See manage.py <command> --help
to view more details about a specific command.
Code validation
Once your code appears to be working on a local server, a few checks have to be performed:
-
Migrations: Ensure that all migrations have been created by typing
./manage.py makemigrations
. -
Unit tests: Run
./manage.py test
to perform unit tests.
Use./manage.py test module_name
to perform tests on a single module, if you wish to spend less time waiting for all tests to complete. -
Code linting: Type
flake8
inside thebackend/arkindex
directory. Our Flake8 settings should allow 120 characters per line instead of PEP8's 80.
Debugging tools
Run pip install ipython django-debug-toolbar django_extensions
to install all the available optional dev tools for the backend.
IPython will give you a nicer shell with syntax highlighting, auto reloading and much more via ./manage.py shell
.
Django Debug Toolbar provides you with a neat debug sidebar that will help diagnosing slow API endpoints or weird template bugs. Since the Arkindex frontend is completely decoupled from the backend, you will need to browse to an API endpoint to see the debug toolbar.
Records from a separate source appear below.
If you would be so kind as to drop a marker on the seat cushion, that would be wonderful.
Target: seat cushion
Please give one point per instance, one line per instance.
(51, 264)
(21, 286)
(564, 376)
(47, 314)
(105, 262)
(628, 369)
Django Extensions adds a lot of manage.py
commands ; the most important one is ./manage.py shell_plus
which runs the usual shell but with all the available models pre-imported. You can add your own imports with the local_settings.py
file. Here is an example that imports most of the backend's enums and some special QuerySet features:
SHELL_PLUS_POST_IMPORTS = [
('django.db.models', ('Value', )),
('django.db.models.functions', '*'),
('arkindex.documents.models', (
'ElementType',
'Right',
'PageType',
'PageDirection',
'PageComplement',
)),
('arkindex_common.enums', '*'),
('arkindex.dataimport.models', (
'DataImportMode',
'EventType',
)),
('arkindex.project.aws', (
'S3FileStatus',
)),
('arkindex.users.models', (
'OAuthStatus',
))
]
You may want to also uninstall django-nose
, as it is an optional test runner that is used for code coverage in the CI. Uninstalling will remove about a hundred useless lines in the ./manage.py test
output so you will no longer have to scroll to the test errors list.